People who are not in international couples: Stop.
Now that my Korean is improving, Busan is getting into the (much appreciated) habit of sending me little bits and bobs in Korean that he thinks may be of interest. It's nice to be able to have access to these kinds of things, without relying on him to retell things to me that he has read, seen or heard. But it's creating a bit of tension on the front of the foreigner vs. Korean way of seeing certain issues. Opening up more dialogues obviously means opening up more room for differences of opinions, and expanding our the interaction of our different cultural understandings, or views from our differing respective positions.
It's not always cultural. As with most things, a big part of it is just our personalities, and as usual with us, there are sometimes things we take opposing positions on that are inverse of what one might expect. B, in general, is a little less critical of all things media and government related than I am, whether that be the American or Korean media or government.
He sent me the above a couple of days ago. It concerns a story told by a Korean girl who had been dating a foreign guy for eight months, when he suddenly announced that he was going back to his country, and broke it off.
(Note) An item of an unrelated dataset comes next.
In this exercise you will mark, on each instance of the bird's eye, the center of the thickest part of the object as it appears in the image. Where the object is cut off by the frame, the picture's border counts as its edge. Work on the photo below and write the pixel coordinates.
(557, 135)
She says she knows it's natural for couples to come to an end, but to have things end so suddenly was what was difficult for her.
That's a fair enough response. But the comments underneath are what annoyed me. First of all, that it seems like he just came to earn a lot of money and have a vacation. And then another commentor said that whenever they see a Korean woman with a foreign man, they always think they will wind up with a Korean man in the end, because foreign men will always go back to their home countries.
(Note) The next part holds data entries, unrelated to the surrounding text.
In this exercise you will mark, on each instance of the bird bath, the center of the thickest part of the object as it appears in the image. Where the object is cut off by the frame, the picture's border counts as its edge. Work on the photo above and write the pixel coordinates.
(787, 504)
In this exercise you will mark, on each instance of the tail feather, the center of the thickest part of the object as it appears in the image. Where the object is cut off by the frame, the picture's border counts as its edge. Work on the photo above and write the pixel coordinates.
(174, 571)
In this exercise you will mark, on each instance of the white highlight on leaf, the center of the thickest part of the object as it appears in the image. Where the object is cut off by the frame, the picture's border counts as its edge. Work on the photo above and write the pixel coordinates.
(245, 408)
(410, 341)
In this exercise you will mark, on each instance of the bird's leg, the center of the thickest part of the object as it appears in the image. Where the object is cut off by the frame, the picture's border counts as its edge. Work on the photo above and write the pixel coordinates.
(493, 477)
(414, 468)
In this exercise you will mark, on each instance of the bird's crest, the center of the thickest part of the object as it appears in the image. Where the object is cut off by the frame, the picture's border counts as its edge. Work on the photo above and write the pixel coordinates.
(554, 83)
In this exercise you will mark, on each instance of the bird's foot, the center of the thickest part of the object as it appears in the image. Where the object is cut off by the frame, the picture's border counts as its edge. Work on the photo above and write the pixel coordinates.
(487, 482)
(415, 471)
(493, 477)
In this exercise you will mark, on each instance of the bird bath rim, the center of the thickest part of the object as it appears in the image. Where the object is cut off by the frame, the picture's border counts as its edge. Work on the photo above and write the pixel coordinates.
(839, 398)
And then, a comment that I don't necessarily have the language skills to interpret correctly. Directly put, it means, "Don't marry a Korean man. Sad. Go abroad and marry a foreigner." (The word 불쌍하다 can be translated as "pitiful" or "pathetic", but those words in English sometimes have a harsher connotation than the way the word is used in Korean, so I'm being generous.)
It's not horrible. Certainly not in light in the things JTBC and MBC have come out with recently (and no, I don't have the energy or the desire to rehash that bullshit yet again). It's not even that these are not fair points. It's just that I don't really care to hear the opinions of people who don't know shit about shit anymore.
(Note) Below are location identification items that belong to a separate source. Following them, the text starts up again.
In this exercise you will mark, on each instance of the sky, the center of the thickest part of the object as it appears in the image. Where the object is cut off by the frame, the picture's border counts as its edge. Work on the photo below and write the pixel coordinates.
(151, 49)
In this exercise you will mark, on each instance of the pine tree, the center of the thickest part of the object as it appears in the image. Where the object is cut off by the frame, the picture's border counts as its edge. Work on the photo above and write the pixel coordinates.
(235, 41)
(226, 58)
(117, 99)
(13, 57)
I don't know what B expected my reaction to this to be, or even why he sent it -- he probably didn't have any further motivation than, 'Oh, here's a thing about foreigners.' But he didn't seem to quite expect me to respond the way I did, which was to say that I wish people who live in Korea, who speak Korean, who hang out with Koreans and who stay in Korea would stop expressing opinions about foreigners, and specifically Korean/foreign couples, like they know what they're talking about.
There's not a start to a new school year that goes by without at least one ajumma coworker feeling the need to extend a protective wing over me, when they find out my boyfriend is Korean, and warn me that Korean men usually aren't serious about foreign girlfriends. As if they somehow might know more about my boyfriend and his motivation for being with me, not to mention the general habits of Korean men who date foreign women, than I do. I'm always tempted to ask them how much experience they have with the subject, and furthermore, how many foreign female/Korean male couples they personally know. But the question would merely be sarcastic, because we already know the answer to that. Don't we?
Which is not to say that it doesn't happen. Of course, it does. Just as it happens that Korean girls sometimes get dumped with little to no warning by foreign boyfriends who decide, for whatever reason, that it's time to go home. And part of that is the risk that we take -- the same as many other risks, like being cheated on or being dropped for any other number of reasons. So what?
As I put it to B, when he asked me to explain more, this isn't about being defensive of foreigners. I get just as irritated when Korean men (or women) are the target. Because it goes back to a point I've discussed many times before, which is that people need to stop thinking that interracial, intercultural or international relationships are public property.
If I were Korean, and dating a Korean man, would my coworkers, upon finding out that I have a boyfriend, feel the need to warn me that sometimes men cheat? Without knowing anymore at all about my boyfriend or our relationship? How far overstepping of boundaries would that seem? And why is what they're doing different?
And why do people constantly feel the need to start sentences with, "Whenever I see a Korean woman with a foreign man...." or, "Whenever I see a foreign woman with a Korean man..."?
Whenever I see a woman with a man...
That is fucking ridiculous. And it is no less ridiculous to do it just because a couple is interracial.
As I put it to B, he's met a lot of international/interracial couples through me. How many of those couples have or would ever just up and abandon their partner, because their plans changed? How many have just left to go back home, either at all, or without extensively discussing all factors involved with their partner, as an equal?
Does it happen? You fucking bet it does. But you need more than supposition, one example and seeing interracial couples walking down the street to talk about it intelligently.
But then talking about things intelligently is not the general public's forte.